The spectre of inflation is likely to linger in 2023. This alone should compel many insurers to reconsider their holdings as they bid to protect against the immediate and longer-term effects of purchasing power’s dramatic erosion. Even assuming economic recovery will begin to unfold sometime next year, every investor has to give thought to which assets are most likely to outperform as a new economic cycle gets under way.
For insurers, however, this is likely to be only one part of a wider story. Further regulatory pressure is set to be heaped on the industry in 2023, with long-awaited Solvency II requirements expected be finalised and significant moves in relation to climate risk and greenwashing also in the pipeline.
As a result, insurers are poised to encounter a raft of new demands around issues such as risk management, sustainability and serving clients’ best interests. This, too, is likely to reshape their thinking.

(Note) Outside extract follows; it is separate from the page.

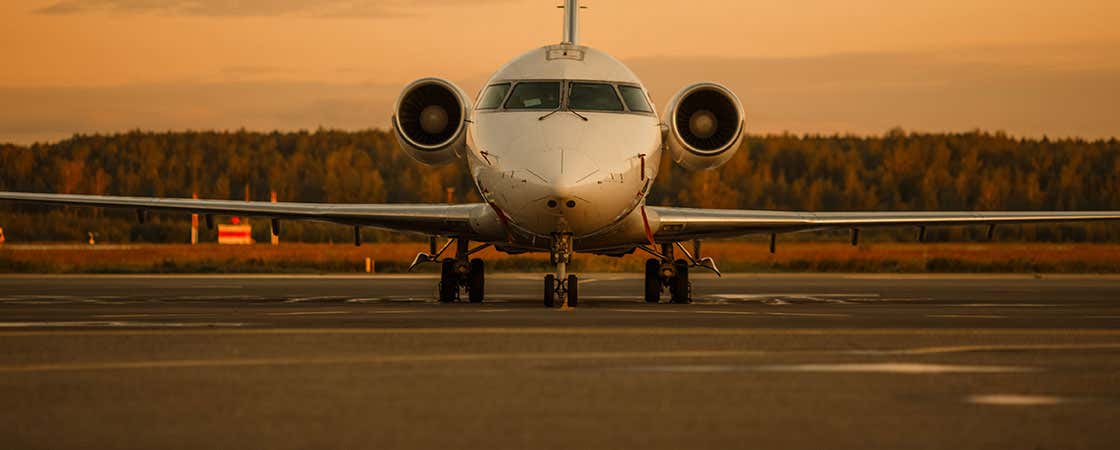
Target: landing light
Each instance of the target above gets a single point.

The key point in light of these and other developments is that “business as usual” could be an ill-advised course of action. Long-established practices are seldom quickly abandoned, as Keynes lamented, but the reality is that they are not often suited to situations defined by radical churn and change.

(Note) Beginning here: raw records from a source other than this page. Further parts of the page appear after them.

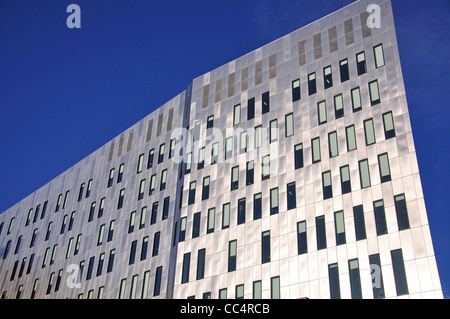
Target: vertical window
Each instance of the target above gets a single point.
(251, 108)
(226, 215)
(320, 233)
(312, 89)
(241, 211)
(343, 69)
(201, 263)
(378, 55)
(296, 90)
(315, 144)
(265, 247)
(369, 132)
(322, 112)
(237, 114)
(298, 156)
(289, 124)
(360, 225)
(265, 103)
(196, 225)
(291, 196)
(327, 77)
(364, 173)
(140, 163)
(388, 123)
(374, 93)
(302, 245)
(257, 206)
(338, 106)
(274, 201)
(350, 137)
(346, 186)
(333, 275)
(232, 255)
(355, 280)
(380, 217)
(235, 177)
(401, 211)
(191, 197)
(327, 188)
(333, 144)
(398, 265)
(361, 63)
(339, 227)
(356, 99)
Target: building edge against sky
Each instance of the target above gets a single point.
(343, 216)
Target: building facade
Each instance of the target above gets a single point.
(289, 172)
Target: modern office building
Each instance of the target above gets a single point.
(298, 178)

This is why insurers that are tempted to continue relying on conventional fixed income assets in uncertain times might instead need to recognise the likely benefits of diversification. The well-worn adage about the perils of putting all your eggs in one basket has rarely been more apt than it is today.
Charles Moussier, Invesco’s Head of EMEA Insurance Client Solutions, explores the consequent attractions of a multi-asset approach in ‘2023 Insurance Investment Outlook’. Making the case for novel thinking, he outlines why investment strategies that might have proven effective in the past may not prove so effective in the future.
Keynes famously captured the necessary mindset in another of his celebrated quotes: “When my information changes,” he said, “I alter my conclusions.” Reflecting this ethos, Moussier argues that now is the time for insurers to be forward-thinking and flexible.
“What worked well in the past might not work so well in the future. Insurers, like all investors, have to respond to what is happening around them.”